Secara terpisah, Kadis Kesehatan Morowali Utara, dr Delnan Lauende, berusaha dikonfirmasi via pesan WhatsApp, Sabtu, 24 Oktober 2020, menanggapi dengan enteng polemik keterlibatan anak dan suaminya diduga ikut terlibat mengerjakan proyek di Dinkes Morut tersebut.
Kadis Delnan mengatakan, bahwa menurut PPK dan Pejabat Pengadaan Caroseri Ambulance tidak ada di Sulteng, dan hanya terdapat di Bogor yaitu PT Delima Jaya.

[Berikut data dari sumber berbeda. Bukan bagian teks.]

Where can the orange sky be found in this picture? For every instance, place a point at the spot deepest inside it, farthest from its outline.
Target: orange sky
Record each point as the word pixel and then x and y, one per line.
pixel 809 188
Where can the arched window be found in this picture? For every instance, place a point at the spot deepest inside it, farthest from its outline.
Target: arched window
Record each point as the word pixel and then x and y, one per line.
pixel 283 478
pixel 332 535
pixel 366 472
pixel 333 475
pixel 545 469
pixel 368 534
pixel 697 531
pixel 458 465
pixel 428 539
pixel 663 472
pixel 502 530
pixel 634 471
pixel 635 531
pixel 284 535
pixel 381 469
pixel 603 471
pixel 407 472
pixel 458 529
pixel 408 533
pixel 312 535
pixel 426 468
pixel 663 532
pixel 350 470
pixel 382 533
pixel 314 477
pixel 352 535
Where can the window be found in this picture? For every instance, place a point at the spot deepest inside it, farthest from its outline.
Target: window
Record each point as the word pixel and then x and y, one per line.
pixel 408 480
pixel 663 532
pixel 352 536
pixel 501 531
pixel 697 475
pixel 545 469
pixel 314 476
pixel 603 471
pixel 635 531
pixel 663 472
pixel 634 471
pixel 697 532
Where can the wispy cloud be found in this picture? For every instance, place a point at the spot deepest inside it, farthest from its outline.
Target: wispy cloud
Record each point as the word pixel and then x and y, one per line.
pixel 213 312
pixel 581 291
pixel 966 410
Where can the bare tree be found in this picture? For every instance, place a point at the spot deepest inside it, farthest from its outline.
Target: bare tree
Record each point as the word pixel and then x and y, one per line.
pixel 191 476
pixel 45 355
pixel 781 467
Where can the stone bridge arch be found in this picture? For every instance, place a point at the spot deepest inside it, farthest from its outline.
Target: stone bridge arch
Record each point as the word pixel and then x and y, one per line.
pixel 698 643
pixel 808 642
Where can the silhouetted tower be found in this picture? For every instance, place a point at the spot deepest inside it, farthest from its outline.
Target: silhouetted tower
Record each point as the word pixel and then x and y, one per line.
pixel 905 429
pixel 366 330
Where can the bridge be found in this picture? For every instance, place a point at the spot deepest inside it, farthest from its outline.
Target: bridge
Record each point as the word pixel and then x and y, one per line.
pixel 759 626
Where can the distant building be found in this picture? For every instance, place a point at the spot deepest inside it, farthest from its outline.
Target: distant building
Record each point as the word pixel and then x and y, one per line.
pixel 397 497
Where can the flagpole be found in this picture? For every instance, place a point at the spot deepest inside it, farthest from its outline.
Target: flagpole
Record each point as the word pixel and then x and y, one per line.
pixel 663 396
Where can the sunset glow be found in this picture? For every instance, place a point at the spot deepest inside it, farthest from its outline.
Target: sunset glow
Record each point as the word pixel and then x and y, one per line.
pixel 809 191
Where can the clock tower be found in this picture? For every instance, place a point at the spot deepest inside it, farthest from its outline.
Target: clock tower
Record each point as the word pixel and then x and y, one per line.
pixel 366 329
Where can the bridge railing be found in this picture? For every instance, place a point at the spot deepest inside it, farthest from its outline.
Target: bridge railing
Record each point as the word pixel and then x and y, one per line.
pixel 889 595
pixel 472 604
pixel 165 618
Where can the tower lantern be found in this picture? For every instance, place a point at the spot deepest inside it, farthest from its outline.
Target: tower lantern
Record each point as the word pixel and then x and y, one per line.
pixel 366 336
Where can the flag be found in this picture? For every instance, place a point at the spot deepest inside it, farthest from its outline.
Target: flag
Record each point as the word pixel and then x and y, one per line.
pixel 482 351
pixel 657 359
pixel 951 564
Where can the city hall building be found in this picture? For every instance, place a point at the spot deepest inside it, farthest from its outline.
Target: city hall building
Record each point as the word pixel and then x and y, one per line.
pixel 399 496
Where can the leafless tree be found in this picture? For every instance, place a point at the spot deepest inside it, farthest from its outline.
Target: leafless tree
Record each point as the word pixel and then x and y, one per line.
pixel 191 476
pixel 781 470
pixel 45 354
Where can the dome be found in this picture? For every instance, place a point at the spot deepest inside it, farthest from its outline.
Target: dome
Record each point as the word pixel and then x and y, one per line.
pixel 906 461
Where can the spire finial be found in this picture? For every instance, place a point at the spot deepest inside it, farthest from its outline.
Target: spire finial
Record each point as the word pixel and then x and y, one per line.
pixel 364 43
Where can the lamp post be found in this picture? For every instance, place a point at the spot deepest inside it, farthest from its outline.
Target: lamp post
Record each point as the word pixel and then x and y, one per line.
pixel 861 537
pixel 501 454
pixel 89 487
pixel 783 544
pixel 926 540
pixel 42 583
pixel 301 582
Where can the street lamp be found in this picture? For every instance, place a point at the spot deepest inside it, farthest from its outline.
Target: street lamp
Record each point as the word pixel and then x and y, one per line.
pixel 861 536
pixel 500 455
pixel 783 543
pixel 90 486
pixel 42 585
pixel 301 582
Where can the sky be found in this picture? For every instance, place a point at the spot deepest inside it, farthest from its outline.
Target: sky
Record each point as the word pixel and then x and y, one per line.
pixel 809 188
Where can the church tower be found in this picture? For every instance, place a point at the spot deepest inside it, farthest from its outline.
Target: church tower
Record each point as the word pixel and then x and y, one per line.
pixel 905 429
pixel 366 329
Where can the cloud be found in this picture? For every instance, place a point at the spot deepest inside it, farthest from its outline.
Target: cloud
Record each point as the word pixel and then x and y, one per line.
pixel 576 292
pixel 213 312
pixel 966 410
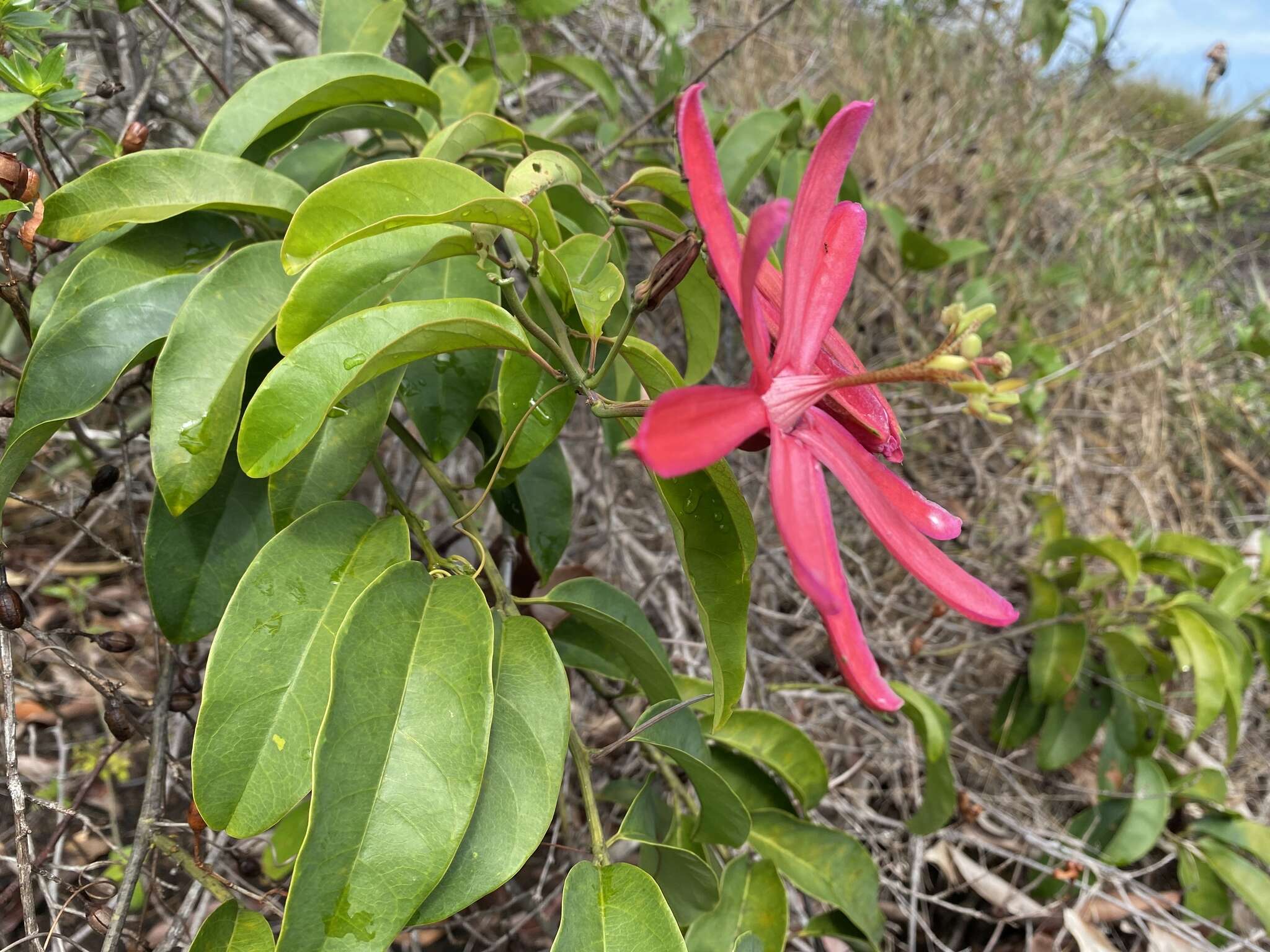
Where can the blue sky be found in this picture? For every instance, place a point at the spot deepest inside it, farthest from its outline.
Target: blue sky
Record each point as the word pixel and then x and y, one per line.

“Oleh karena untuk paket pengadaan di bawah Rp 200 juta, syaratnya harus perusahaan alamat Morut, dan karenanya Delima Jaya hanya memberi dukungan satu-satunya pada CV Muda Morut tidak pada perusahaan lain, artinya yang menggunakan CV Muda Morut adalah PT Delima Jaya, dan yang mengerjakan adalah PT Delima Jaya di Bogor bukan anak saya,”ungkapnya.

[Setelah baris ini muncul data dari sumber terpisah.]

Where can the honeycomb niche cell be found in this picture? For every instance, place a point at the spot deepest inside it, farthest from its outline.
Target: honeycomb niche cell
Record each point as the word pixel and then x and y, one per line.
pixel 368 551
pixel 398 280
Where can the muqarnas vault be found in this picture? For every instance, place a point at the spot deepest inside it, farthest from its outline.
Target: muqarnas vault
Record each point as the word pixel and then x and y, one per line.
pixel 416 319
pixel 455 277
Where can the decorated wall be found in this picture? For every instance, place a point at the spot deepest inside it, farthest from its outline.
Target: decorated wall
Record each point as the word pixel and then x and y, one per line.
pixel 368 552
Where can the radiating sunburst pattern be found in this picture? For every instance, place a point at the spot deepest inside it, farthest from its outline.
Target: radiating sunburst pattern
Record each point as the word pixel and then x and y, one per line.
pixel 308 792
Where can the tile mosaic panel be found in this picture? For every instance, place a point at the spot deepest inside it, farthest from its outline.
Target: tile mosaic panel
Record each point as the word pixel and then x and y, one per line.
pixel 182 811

Dia menambahkan, mohon maaf suaminya juga tidak punya perusahaan satupun, dan tidak sedang mengerjakan paket pekerjaan apapun di Pemda Morut.
“Sedangkan perusahaan Dua Putra 88 menurut PPK adalah paket lelang yang dimenangkan oleh Perusahaan tersebut dengan alamat Direktur Mamosalato, dan yang mengerjakan juga bersangkutan bukan suami saya,” pungkasnya.